I don’t want this blog post to get sidetracked, but I think in the wake of the B&R announcement, its easy to see how wizards might have made a rational overreaction. Banning might have been needed to break up the cultural inertia that had built up behind Jund. The metagame was stale not due to Jund’s dominance but because of its inertia. Bans are a way to encourage diversity by changing peoples perceptions (they think Jund is now as bad as it actually already was), but not the reality.

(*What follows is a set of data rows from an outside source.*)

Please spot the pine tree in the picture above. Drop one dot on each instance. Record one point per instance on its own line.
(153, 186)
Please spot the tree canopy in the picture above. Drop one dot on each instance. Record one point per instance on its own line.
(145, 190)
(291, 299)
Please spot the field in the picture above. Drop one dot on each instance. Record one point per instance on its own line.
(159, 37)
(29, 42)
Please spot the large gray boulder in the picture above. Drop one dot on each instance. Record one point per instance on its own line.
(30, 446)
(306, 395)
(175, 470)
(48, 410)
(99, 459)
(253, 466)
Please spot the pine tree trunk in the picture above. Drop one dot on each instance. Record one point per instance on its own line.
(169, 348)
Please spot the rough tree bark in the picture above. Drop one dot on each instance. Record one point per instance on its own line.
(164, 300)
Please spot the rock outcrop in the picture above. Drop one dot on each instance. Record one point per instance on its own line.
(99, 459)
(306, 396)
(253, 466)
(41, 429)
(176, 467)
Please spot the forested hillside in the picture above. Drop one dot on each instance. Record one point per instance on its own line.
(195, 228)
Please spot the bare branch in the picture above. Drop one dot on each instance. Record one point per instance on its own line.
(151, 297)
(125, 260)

Let me know if this makes sense. Summarizing:
  • Jund is actually not a great deck (~53% with some bad matchups)
  • But people think its great (>60%) so a lot of them play it
  • The combination leads to a lot of success kind of like 10,000 monkeys on 10,000 typewriters. This reinforces the erroneous beliefs.
  • Wizards bans BBE which has zero impact on the actual viability of Jund but makes people adjust their beliefs regarding its power.
  • Now that its perceived power is equal to its actual power, people again begin trying alternatives.
  • Thus the metagame becomes more diverse.
  • If people were completely rational they would of tried new things even without a ban. But we needed a shock to a system because of incorrect perceptions/metagame inertia/some other reason.
Realistically Jund was probably overperforming too much for the above to be true, but I think its in the realm of possibility.

4. PT Nagoya

Per PV’s suggestion I thought Nagoya would be an interesting second case because the popular deck was actually very good. As of this very moment the Simulation for the PT is running but I would like to present my estimates based on theory for similar metrics to the last post. If the simulation ends up being drastically different than my predictions it will be reported.

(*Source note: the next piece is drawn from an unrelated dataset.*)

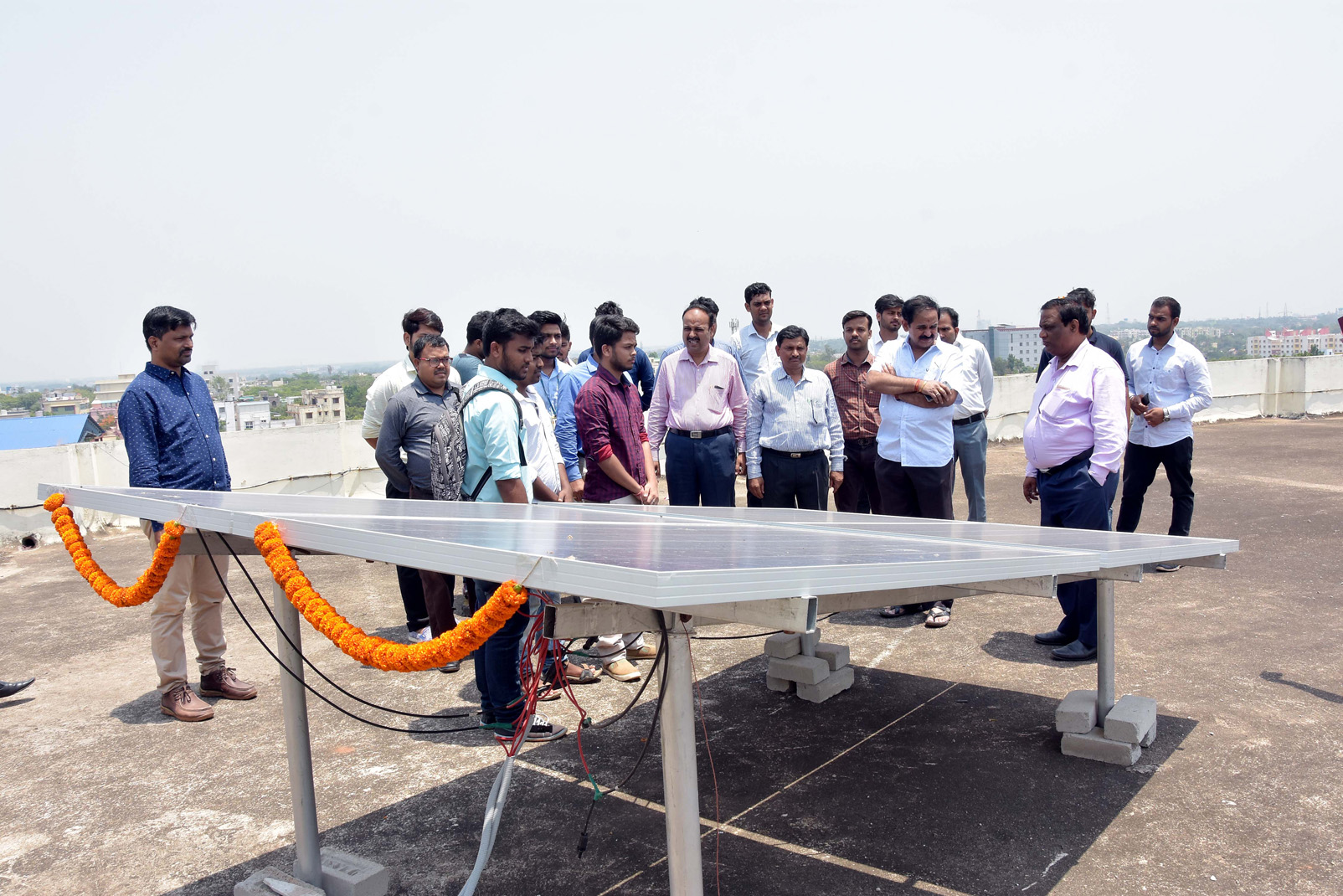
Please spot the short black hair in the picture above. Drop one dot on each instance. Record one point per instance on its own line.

In this case I am much less confident about how I filled in the win percentage matrix since I never played in the block format. If someone good wants to double check that for me shoot me a PM or comment. I also don’t have Infect or Tezzeret variations separated out.

Chart 3.

In this case I think intuition lines up much better with the results. The three best decks in terms of overall win percentages also top 8 the most. The two non-Tempered Steel decks with the best Tempered Steel matchup are the best decks for both top 8ing and winning the tournament. We can take away:
  • If the popular deck is good. Its a fine play. Especially if you want to top 8 (as opposed to needing to win).
    • If you personally had the a good mirror match than the deck becomes a very good choice. Unlike the previous Yuya example, there is no adverse selection in the metagame your bad matchups don’t get more popular.
  • Beating the most popular deck is much more important if the deck is good. This seems to be independent of your goal (Top 8 v Win) in this case.
  • If the popular deck is good, the number of viable decks is probably much smaller than when the most popular deck is bad (duh?).

5. Theory vs Simulations. Math! Proofs! Almost Rigorous!

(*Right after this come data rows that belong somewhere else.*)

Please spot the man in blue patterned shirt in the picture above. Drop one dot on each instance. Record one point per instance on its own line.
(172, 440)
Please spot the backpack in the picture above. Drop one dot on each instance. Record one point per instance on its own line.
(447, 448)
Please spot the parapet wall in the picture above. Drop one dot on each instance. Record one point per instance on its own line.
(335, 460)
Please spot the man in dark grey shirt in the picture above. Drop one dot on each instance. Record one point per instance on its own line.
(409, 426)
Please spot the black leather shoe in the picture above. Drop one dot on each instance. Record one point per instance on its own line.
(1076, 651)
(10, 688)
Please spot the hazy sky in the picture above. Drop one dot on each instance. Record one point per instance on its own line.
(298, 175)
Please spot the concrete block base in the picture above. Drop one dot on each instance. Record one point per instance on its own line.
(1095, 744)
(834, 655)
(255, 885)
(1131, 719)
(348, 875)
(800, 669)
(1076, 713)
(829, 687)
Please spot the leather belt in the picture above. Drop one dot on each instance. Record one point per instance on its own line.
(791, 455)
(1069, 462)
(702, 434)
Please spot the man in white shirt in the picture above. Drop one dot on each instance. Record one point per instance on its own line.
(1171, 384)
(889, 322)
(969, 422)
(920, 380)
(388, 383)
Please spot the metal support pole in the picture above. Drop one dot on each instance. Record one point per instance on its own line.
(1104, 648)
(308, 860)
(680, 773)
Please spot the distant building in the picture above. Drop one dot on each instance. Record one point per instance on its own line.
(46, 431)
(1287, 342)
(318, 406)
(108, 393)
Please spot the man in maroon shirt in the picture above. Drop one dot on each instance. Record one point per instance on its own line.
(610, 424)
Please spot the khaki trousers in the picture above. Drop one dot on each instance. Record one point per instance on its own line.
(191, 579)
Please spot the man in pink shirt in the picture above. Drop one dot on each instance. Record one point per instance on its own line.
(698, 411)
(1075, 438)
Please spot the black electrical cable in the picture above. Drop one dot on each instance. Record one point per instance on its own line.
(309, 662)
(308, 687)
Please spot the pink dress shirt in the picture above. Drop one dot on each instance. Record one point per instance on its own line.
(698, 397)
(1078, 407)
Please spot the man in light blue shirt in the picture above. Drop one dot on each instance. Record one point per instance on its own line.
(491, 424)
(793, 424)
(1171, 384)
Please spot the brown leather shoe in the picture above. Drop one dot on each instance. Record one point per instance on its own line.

Estimating the results by theory has a couple of huge advantages. The disadvantage is that I have to make even more assumptions. The advantage is mostly to due with speed and being able to adjust parameters instantly for instant results.

A comparison of results for the original PT RTR example. Simulation vs my Theoretical results. Note for the top 8% theoretical I am using the theoretical metagame of X–1s or better. This obviously isn’t exactly equal to the top 8.

Chart 4.

The results are very close for the top 8. And kind of close for the Win %. Not sure if thats because the simulation has noise, or the latter theoretical numbers are overburdened by the assumptions. Either way I am pretty comfortable pending the results of the Nagoya simulation.

6. Take a minute to please tweet this post. You can include me @toordeforce or not. Also feel free to share on fbook.

Don’t worry you can alt-tab. I’ll still be here.

7. Conclusion 

Obviously we are just barely scratching the surface of whats possible here. I hope to do one last follow up post on simulating metagames and then move on to other things (possibly one of the questions mentioned previously).